Текущая страница: 109 (всего у книги 128 страниц)
57
Как было условлено накануне, 6 февраля за большим ливадийским столом речь пошла о международной организации безопасности. Но разговор не набрал необходимого разбега. Советский премьер сказал, что ему трудно на слух воспринять существо документа, который доложил конференции Стеттиниус, – доклад американца о Думбартон-Оксе венчал документ, излагающий принципы голосования. Замечание русского было резонно. Беглого знакомства с документом было тоже недостаточно, требовалось именно изучение. Хозяева дали понять, что хотели бы продолжить разговор по этому вопросу на следующий день.

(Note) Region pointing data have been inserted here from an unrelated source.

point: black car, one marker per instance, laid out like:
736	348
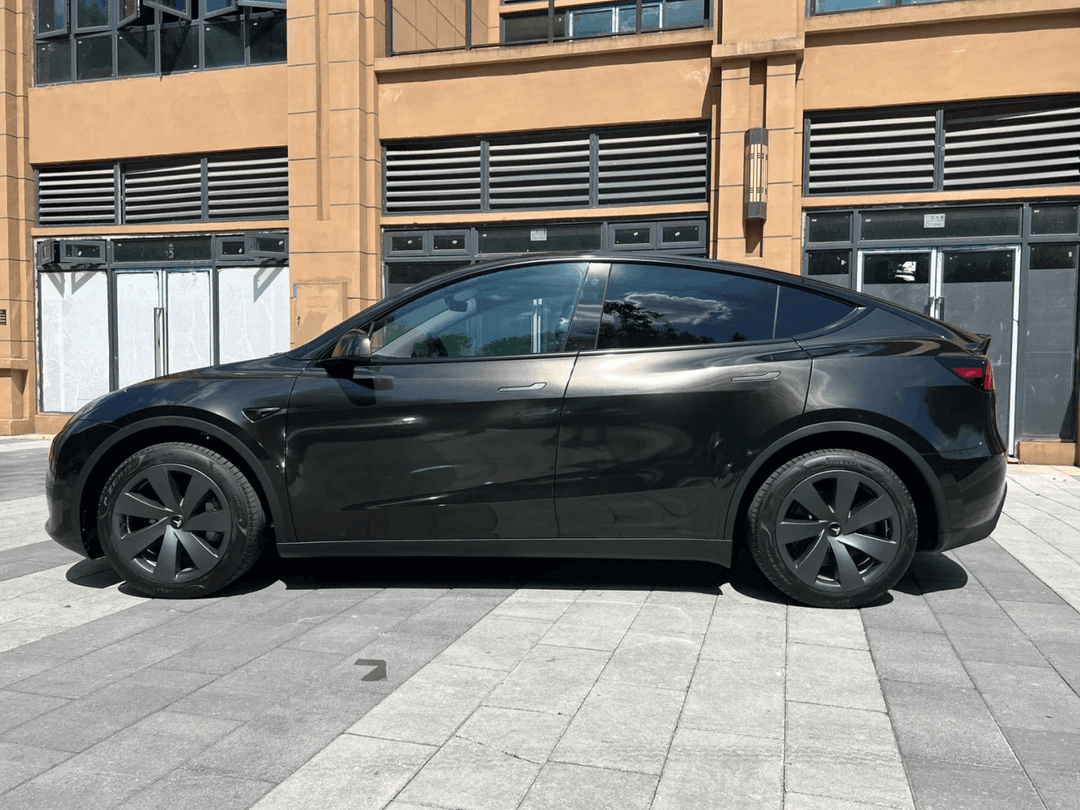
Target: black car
586	406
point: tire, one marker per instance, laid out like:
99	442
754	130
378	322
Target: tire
833	528
180	521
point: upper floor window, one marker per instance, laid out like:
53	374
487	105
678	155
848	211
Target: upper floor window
88	40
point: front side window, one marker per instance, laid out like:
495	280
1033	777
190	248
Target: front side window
520	311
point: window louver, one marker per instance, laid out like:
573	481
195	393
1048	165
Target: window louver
156	192
446	178
247	188
77	196
1024	145
653	167
867	154
545	174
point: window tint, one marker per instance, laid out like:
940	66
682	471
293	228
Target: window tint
520	311
653	306
799	311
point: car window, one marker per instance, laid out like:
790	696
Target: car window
651	306
523	310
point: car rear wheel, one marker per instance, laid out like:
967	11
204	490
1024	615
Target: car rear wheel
833	528
179	521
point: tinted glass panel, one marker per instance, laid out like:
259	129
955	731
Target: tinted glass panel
93	57
1053	219
225	43
799	311
520	311
650	306
949	224
136	52
180	248
828	227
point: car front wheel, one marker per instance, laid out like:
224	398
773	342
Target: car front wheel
833	528
179	521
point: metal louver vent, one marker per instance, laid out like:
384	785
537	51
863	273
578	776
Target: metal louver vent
77	196
655	167
163	191
247	188
443	178
867	154
1020	145
542	174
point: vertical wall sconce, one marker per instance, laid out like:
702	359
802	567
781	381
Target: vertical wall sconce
756	174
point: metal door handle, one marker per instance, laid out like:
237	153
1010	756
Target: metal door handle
756	377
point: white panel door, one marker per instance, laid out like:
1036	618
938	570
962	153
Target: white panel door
138	326
188	320
75	339
253	311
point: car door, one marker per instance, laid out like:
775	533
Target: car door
693	373
450	432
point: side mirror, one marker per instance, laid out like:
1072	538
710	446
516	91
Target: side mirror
353	349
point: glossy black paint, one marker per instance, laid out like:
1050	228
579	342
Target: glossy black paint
621	453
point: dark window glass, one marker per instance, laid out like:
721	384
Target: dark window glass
1053	219
136	52
1053	257
179	48
828	227
941	224
93	57
54	62
540	239
649	307
977	266
518	311
267	34
799	311
225	43
179	248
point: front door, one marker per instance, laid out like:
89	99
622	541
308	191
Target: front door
975	288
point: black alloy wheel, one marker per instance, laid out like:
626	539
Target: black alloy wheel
177	520
833	528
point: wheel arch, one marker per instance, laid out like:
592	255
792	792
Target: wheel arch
160	430
909	466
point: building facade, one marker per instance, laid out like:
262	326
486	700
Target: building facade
190	181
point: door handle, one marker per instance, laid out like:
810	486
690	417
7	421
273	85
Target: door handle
756	377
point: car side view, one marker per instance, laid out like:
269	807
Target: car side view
562	406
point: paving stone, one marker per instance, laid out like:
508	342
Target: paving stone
945	724
553	679
622	727
470	777
350	772
1027	697
744	698
561	786
707	769
833	675
528	736
920	658
950	786
429	706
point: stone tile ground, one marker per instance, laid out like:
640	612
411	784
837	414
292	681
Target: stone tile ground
542	685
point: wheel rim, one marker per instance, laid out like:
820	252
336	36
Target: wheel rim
171	522
838	530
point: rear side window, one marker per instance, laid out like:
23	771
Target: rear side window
799	311
651	306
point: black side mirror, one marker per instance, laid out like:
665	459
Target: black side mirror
353	349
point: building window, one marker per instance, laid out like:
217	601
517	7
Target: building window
89	40
603	21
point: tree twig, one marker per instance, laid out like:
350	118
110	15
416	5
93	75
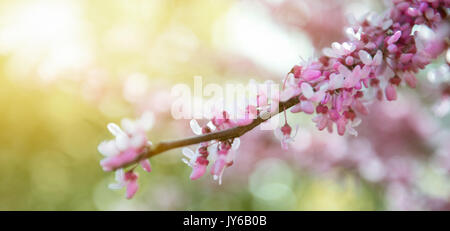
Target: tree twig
230	133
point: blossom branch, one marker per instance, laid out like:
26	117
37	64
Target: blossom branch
222	135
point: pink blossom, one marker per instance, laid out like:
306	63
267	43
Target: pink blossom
128	180
285	135
128	143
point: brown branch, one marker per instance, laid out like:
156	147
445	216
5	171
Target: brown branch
219	135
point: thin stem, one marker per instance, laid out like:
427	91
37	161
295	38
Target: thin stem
230	133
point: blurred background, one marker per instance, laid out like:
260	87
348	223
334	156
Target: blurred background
68	67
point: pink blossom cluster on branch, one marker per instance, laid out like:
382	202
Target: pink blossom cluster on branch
383	51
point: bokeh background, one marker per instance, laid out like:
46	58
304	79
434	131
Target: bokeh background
68	67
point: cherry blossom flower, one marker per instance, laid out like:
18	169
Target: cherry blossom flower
128	143
285	135
128	180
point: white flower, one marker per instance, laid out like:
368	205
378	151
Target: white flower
367	59
120	180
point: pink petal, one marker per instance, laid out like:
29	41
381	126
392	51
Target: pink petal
132	188
309	75
394	38
218	166
145	164
391	93
365	57
198	171
307	107
410	79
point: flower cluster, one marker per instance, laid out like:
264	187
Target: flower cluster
127	146
382	52
222	152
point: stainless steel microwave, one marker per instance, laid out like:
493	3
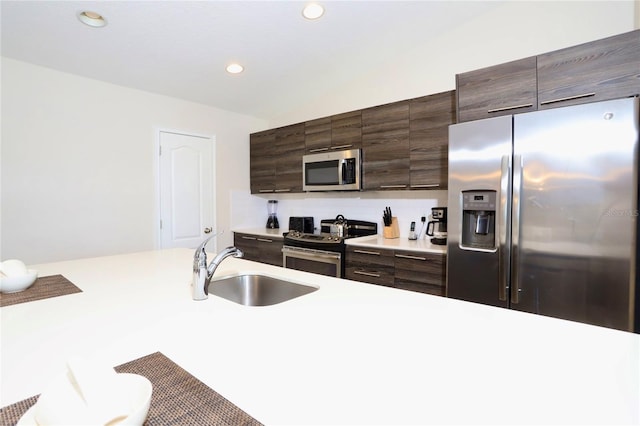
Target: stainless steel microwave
332	171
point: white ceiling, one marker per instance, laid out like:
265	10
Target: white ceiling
181	48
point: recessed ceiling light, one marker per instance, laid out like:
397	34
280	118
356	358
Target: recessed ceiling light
235	68
312	11
92	19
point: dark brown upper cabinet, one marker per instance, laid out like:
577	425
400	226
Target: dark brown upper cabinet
497	90
590	72
317	135
596	71
262	162
290	147
341	131
385	146
346	130
429	120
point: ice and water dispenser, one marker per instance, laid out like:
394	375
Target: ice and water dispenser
478	220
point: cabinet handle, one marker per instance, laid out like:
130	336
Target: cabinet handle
568	98
509	107
373	253
405	256
368	274
426	185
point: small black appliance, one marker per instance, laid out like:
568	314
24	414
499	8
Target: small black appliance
272	220
437	228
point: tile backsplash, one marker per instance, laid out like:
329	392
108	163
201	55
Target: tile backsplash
250	211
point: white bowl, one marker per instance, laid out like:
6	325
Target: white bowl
16	283
61	404
13	267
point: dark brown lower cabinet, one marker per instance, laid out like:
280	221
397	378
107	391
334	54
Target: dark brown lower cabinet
260	248
367	265
408	270
423	272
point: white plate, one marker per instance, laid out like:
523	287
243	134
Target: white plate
28	418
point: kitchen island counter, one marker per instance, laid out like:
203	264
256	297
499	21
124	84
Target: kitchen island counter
349	353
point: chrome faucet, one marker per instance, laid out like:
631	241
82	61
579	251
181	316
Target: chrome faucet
202	272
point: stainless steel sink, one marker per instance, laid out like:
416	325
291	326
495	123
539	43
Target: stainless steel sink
257	290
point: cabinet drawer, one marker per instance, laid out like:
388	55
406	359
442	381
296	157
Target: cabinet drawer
497	90
260	248
590	72
424	271
373	266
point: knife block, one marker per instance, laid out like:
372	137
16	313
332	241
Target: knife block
392	231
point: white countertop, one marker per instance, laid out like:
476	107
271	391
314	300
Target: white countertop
349	353
373	241
263	231
378	241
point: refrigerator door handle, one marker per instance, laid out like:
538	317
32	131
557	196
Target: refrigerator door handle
504	243
515	229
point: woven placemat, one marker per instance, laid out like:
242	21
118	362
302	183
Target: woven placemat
178	397
43	288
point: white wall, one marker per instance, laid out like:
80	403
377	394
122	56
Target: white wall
510	30
78	163
77	159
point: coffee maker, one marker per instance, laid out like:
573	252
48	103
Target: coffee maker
272	220
437	228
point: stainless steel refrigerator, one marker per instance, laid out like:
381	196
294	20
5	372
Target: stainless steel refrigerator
542	212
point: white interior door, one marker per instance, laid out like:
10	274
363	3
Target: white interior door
186	190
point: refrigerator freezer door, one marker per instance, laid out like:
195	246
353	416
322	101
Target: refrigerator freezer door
478	209
575	211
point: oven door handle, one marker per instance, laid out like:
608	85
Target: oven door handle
311	253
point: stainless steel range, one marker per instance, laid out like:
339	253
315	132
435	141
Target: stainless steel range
323	253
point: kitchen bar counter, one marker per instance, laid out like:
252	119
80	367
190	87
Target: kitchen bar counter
349	353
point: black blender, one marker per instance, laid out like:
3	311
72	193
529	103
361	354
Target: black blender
272	220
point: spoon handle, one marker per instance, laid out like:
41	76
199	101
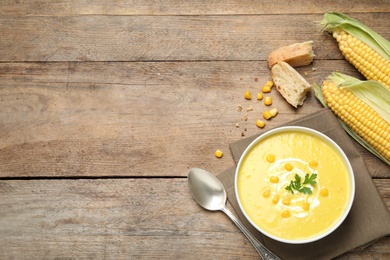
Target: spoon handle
260	248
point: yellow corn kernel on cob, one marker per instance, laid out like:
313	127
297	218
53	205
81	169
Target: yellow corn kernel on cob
360	117
366	50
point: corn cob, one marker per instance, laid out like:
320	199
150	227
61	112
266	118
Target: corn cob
364	108
366	50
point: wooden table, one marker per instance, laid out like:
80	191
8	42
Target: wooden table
106	105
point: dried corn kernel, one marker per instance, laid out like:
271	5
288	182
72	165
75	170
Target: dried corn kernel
248	95
260	123
288	167
267	101
267	115
274	179
313	163
285	214
270	157
266	89
273	112
324	192
269	83
218	153
266	193
286	201
276	198
306	206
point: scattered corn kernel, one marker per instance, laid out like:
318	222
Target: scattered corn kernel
218	153
274	179
267	115
288	167
286	214
269	83
268	101
286	201
306	206
324	192
266	193
276	198
273	112
313	163
260	123
248	95
266	89
270	157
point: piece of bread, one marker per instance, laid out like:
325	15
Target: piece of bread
291	85
297	54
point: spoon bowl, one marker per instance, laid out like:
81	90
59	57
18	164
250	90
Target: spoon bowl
210	193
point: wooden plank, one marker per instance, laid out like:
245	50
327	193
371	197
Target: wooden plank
175	7
131	119
123	219
165	38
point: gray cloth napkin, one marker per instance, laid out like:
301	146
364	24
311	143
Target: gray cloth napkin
368	220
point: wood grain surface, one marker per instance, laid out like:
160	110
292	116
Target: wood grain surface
106	105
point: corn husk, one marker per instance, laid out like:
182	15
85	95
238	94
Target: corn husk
371	92
334	20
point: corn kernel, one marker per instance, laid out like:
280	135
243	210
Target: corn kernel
266	89
260	123
266	193
324	192
276	198
267	115
286	201
273	112
267	101
248	95
270	157
306	206
274	179
313	163
218	153
288	167
269	83
285	214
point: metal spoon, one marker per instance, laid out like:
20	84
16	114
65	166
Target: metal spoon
210	193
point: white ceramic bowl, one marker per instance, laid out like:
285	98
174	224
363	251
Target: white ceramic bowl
325	139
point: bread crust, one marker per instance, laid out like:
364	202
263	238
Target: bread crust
297	54
290	84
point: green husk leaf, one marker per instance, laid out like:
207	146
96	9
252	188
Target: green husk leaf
335	20
371	92
319	95
343	80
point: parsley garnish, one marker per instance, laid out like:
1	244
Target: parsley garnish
298	186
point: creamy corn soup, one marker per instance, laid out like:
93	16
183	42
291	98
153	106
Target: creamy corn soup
279	161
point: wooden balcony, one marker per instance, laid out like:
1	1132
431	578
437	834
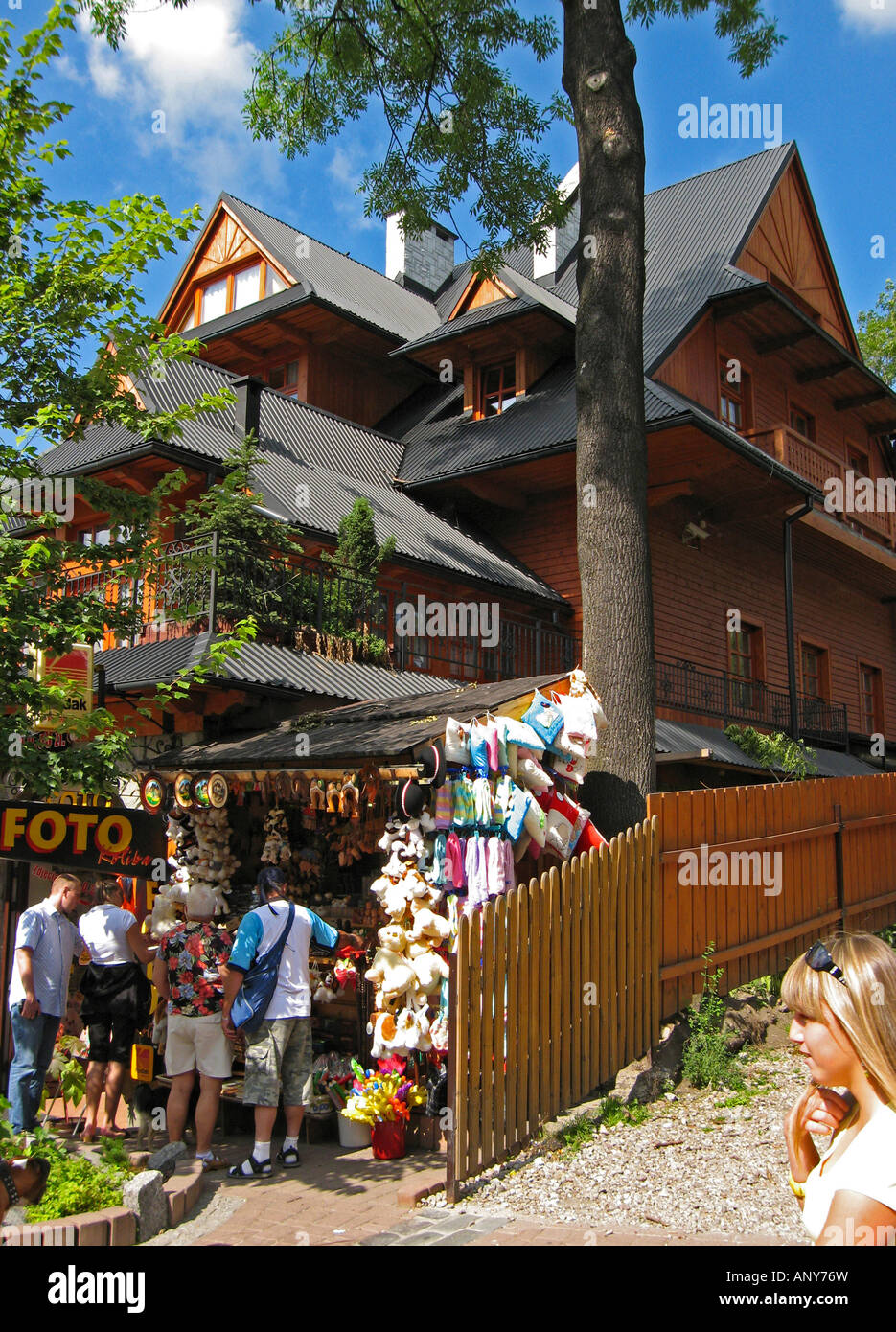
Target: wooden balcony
305	604
817	465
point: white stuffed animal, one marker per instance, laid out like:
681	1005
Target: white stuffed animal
392	973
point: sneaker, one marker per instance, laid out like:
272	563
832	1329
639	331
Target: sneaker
257	1168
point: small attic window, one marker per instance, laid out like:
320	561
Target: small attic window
496	388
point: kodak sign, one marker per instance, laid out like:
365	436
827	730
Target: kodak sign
81	838
74	670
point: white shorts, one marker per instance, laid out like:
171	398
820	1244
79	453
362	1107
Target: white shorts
197	1044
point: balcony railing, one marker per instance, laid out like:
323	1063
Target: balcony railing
195	586
684	687
813	461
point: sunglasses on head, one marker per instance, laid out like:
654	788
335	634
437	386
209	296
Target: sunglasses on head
819	959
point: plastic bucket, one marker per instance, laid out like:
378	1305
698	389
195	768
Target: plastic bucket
352	1134
387	1139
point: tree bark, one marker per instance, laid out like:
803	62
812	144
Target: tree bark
611	445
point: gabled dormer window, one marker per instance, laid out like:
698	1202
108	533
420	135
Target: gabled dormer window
496	388
232	292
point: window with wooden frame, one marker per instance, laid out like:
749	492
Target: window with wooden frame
803	423
816	675
496	388
871	700
746	663
858	461
735	395
232	292
286	378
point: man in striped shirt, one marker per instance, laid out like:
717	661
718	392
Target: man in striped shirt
47	942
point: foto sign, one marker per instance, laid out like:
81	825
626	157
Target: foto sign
74	669
81	838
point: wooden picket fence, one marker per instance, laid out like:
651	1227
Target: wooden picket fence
551	991
837	839
561	983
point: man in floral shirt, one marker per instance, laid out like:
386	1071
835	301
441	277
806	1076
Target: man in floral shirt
187	974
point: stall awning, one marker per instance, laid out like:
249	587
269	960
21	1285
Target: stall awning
683	744
389	729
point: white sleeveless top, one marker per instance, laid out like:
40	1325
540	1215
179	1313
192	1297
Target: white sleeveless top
865	1165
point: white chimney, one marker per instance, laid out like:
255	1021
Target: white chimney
560	239
425	262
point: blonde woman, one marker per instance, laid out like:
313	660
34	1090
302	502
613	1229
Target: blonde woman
843	999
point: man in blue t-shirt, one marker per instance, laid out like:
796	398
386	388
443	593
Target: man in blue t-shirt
279	1054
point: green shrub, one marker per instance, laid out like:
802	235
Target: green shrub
75	1185
707	1061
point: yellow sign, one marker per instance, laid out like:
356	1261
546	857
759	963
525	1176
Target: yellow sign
74	669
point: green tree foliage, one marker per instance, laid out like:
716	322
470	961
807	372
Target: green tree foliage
71	334
876	334
786	758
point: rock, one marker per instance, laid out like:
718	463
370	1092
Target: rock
144	1195
167	1158
745	1022
647	1078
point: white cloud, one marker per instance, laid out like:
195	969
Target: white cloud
187	71
869	13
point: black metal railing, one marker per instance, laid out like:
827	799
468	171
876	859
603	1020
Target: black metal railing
686	687
198	584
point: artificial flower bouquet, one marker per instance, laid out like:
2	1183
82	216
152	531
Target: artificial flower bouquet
382	1096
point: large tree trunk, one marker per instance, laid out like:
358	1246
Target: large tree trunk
611	453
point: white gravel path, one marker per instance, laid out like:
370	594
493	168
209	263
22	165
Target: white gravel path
694	1164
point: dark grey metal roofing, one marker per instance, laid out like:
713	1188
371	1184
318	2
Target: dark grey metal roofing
543	419
332	460
337	279
527	296
382	729
682	738
264	665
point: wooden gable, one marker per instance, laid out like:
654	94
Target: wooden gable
481	290
222	248
787	248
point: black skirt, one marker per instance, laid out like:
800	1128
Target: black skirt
120	991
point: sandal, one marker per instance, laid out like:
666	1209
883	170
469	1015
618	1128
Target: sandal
257	1168
213	1161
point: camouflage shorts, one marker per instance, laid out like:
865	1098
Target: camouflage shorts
279	1055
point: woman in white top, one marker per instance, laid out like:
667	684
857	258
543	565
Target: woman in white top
116	1000
843	999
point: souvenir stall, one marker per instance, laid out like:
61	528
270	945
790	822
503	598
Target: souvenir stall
394	850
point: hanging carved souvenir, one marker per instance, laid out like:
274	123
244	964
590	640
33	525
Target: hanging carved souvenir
152	792
184	790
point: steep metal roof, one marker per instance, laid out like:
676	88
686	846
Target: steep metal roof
265	666
337	279
333	461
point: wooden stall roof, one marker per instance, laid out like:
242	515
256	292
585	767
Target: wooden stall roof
383	730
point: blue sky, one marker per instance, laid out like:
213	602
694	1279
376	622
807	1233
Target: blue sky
834	81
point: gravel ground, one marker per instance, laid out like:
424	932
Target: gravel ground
694	1164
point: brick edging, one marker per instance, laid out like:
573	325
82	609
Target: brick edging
113	1227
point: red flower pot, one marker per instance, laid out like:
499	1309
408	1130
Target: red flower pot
387	1139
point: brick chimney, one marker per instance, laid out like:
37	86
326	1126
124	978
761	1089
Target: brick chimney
421	263
560	239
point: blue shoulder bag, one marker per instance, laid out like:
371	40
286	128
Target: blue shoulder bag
260	982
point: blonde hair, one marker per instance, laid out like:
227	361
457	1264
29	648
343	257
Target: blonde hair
865	1006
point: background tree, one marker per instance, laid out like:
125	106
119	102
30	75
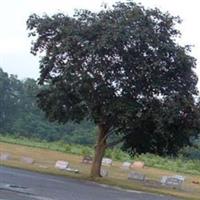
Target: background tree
108	66
9	86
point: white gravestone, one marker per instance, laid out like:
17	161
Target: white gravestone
60	164
106	162
5	156
27	160
173	181
104	172
126	165
136	176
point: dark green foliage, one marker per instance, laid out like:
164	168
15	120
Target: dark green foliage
121	68
164	126
20	116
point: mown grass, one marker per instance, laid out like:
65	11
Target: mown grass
45	160
173	164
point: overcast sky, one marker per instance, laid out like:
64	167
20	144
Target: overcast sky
15	57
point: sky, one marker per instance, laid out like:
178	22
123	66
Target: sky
15	56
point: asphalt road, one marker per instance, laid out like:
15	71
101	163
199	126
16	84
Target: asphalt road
18	184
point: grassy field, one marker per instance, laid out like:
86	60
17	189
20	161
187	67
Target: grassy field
45	160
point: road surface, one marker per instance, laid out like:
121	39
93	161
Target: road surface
18	184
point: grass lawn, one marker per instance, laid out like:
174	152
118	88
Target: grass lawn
45	160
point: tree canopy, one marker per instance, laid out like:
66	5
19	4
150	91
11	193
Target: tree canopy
110	66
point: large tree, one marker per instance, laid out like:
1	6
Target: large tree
108	66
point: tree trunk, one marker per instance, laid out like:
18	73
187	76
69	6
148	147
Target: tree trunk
99	152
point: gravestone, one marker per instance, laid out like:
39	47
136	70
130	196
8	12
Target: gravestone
136	176
5	156
126	165
27	160
61	164
137	165
106	162
104	172
72	170
87	159
172	181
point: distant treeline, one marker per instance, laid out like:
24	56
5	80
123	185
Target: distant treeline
20	116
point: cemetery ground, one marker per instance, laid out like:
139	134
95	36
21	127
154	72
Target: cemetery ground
44	161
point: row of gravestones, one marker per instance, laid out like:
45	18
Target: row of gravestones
108	162
171	181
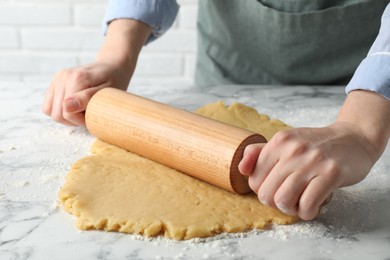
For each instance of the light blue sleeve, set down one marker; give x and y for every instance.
(373, 72)
(158, 14)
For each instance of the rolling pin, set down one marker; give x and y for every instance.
(195, 145)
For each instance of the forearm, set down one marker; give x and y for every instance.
(368, 114)
(124, 41)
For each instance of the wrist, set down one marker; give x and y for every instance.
(123, 43)
(365, 113)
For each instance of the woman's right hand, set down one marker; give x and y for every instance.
(71, 89)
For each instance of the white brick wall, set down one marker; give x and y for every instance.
(41, 37)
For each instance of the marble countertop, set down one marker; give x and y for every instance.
(36, 153)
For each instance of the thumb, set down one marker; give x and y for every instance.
(249, 159)
(78, 101)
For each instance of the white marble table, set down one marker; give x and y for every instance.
(36, 153)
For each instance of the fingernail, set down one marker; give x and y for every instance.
(71, 105)
(264, 202)
(282, 208)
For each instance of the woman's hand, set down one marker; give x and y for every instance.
(71, 89)
(299, 168)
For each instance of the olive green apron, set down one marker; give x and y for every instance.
(313, 42)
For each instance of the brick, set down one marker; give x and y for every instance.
(188, 17)
(189, 66)
(187, 2)
(9, 38)
(40, 63)
(62, 39)
(89, 15)
(35, 14)
(174, 40)
(159, 64)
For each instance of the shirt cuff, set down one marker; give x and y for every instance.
(373, 74)
(158, 14)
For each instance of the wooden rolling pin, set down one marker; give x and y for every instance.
(198, 146)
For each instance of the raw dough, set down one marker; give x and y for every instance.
(115, 190)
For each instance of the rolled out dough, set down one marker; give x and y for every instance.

Черчилль взглянул на запястье левой руки, сощурился. Видно, глаза застлало стариковской слезой. Британский премьер отвел подальше руку с часами. Циферблат обрел резкость – сегодняшнее заседание продлилось всего час сорок минут. Да не высвободили русские это заседание для обмена мнениями по иному вопросу, например польскому? Может быть, есть смысл осторожно сказать об этом? Черчилль шевельнул кистью руки, прося слова. Русские не возражают, да, и американцы согласны: польский вопрос. Кто же начнет?
Совершенно очевидно, русские высвободили время для разговора по польским делам, но этот разговор пока начинать Черчилль и не собирается. Когда впереди значительная дистанция, может быть, предпочтительнее пропустить соперников вперед. Но это правило известно и русским. Наступила пауза, каждый из делегатов был занят своим нехитрым делом, полагая, что важнее этого дела нет ничего на свете. Черчилль достал спасительную сигару, однако, взяв ее в рот, забыл зажечь, принявшись не без видимого аппетита разжевывать, – вот и пренебреги сигарой, если она приходит тебе на помощь в самую трудную минуту! Американский президент извлек из кармана пиджака томик с серебряным тиснением – Лонгфелло или, быть может, Уитмен? Впрочем, томик отстранен с энергией, которую рука президента до сих пор не обнаруживала, он дает понять, что хотел бы говорить.
Смысл короткой речи президента: его страна находится далеко от Польши и уже по этой причине не он должен открывать дискуссию. Правда, в его стране проживает пять-шесть миллионов человек, выходцев из Польши. Они с пониманием отнеслись к тому, что Рузвельт говорил в Тегеране. Он, Рузвельт, как известно, за линию Керзона. Но, скажем, лондонские поляки всегда обеспокоены тем, чтобы сохранить свое лицо… Он, Рузвельт, приемлет линию Керзона, но, быть может, есть возможности пойти навстречу полякам, если говорить о южном участке этой линии. Как полагают американцы, люблинское правительство представляет лишь часть польского народа, небольшую. Президент видит решение проблемы в создании правительства национального единства. Очевидно, должен быть создан президентский совет, а этот совет сформирует временное правительство.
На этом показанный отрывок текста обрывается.